1. It affects every aspect of your day-to-day life.

“Its a really depressing condition to deal with,” Rutigliano. “It [affects] every aspect of your day-to-day life.”

“Even today it still creeps up on me sometimes despite being mostly under control. I have found that for me a combination of working closely with my doctor and taking medications AS PRESCRIBED as well as trying to have some kind of relaxing night time routine is my best defense,” she added.

“There are some nights when I could seriously take an Ambien and go run a marathon.”

- Susan Rutigliano

“But honestly there are some nights when I could seriously take an Ambien and go run a marathon,” Rutigliano said. “Those are the nights where it’s just you alone with your thoughts, crippling exhaustion and just waiting for the sun to come up so you can start getting ready to go to work and feel like hell the entire day.”

2. There are very few things people with insomnia haven’t tried.

“I wish people who never had insomnia would stop asking me: ‘Have you tried melatonin, etc.?’” Jeanne Buckly, told HuffPost.

“I have had insomnia for several years, and there are very few things I have not tried,” she said. “There are a lot of nights where I wake up, can’t get back to sleep, and end up reading until I can get back to sleep, which is usually about the time I am supposed to get up.”

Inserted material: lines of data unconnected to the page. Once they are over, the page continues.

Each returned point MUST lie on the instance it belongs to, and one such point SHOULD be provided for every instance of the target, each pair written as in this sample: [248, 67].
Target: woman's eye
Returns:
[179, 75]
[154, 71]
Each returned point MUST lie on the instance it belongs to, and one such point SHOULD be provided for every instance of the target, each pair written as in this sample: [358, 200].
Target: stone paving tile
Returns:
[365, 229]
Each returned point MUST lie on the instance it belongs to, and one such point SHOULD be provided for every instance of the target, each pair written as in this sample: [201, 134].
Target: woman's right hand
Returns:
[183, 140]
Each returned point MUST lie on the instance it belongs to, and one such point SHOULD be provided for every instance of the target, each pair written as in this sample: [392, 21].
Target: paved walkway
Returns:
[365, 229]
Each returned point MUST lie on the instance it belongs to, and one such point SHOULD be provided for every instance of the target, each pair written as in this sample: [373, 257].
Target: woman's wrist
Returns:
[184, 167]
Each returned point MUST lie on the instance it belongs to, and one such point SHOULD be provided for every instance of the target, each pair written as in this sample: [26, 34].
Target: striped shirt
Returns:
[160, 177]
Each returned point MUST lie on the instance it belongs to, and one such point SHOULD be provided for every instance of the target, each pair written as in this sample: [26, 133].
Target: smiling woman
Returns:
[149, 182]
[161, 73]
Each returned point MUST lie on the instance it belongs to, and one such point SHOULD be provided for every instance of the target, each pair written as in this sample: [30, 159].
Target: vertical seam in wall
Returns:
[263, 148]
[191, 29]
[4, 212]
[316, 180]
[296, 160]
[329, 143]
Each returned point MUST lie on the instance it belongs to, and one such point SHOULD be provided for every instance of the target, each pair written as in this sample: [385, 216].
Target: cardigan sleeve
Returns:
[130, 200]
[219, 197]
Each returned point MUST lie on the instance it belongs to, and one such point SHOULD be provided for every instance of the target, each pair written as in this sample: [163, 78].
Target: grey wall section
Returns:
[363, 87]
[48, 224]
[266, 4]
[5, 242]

“The sleep meds make the insomnia more manageable, but I am building up a tolerance and [I] worry about the day they don’t work anymore,” Buckly said.

3. If they’re still asleep at noon, it’s not because they’re lazy.

Big Cheese Photo via Getty Images

Brianna Martinez has struggled with insomnia for nearly five years. Now 27, she wanted to avoid prescription medications at first, so she has tried taking melatonin, sleepy-time teas, cutting out electronics, drinking warm milk and scores of other strategies to help her sleep.

“I wish everyone knew that when I’m asleep at noon, it’s not because I’m a ‘bum’ or ‘lazy.’ It’s because five hours prior my body shut down from exhaustion ― the only way I can get some shut eye,” she said.

She’s chosen to cope without using prescription sleep aids. One strategy that has helped: not sleeping in the same bedroom as her husband.

“My insomnia used to not only keep me up, but him as well,” Martinez said. “I’d be up all through the night, waking him up either with the light and sounds from the TV, getting in and out of bed, tossing and turning ― we were both completely miserable.”

“Some of our friends think it’s weird, but we both get vital sleep.”

- Brianna Martinez

“Some of our friends think it’s weird, but we both get vital sleep ― and there’s something exciting about ‘sneaking’ into one another’s rooms at night,” she said.

4. Imagine waking up at 2 or 3am EVERY morning.

“I have tried everything. I even stopped drinking wine,” Valerie Clark, told HuffPost. “I wake up at 2 or 3 am EVERY morning.”

“It seriously affects my life. I am so tried at night that I need to be asleep very early in order to get enough sleep,” Clark said.

“I have no problem getting to sleep or staying asleep until [that] witching hour. It is very frustrating!”

5. They wouldn’t wish it on anyone.

Here’s what Fay Ranshaw, 31, wishes everyone knew about insomnia:

“The constant struggle with your pointless thoughts and how frustrating it gets! Walking [around] like a zombie at work and nobody really [batting] an eyelid when you say it’s [because] you struggle to sleep!” she told HuffPost.

“I don’t think those who don’t suffer take it seriously ― so that leaves you feeling like you’re just being over dramatic! Which then brings the anxieties! I wouldn’t wish it on anyone,” said Ranshaw, who has struggled with insomnia since she was 19.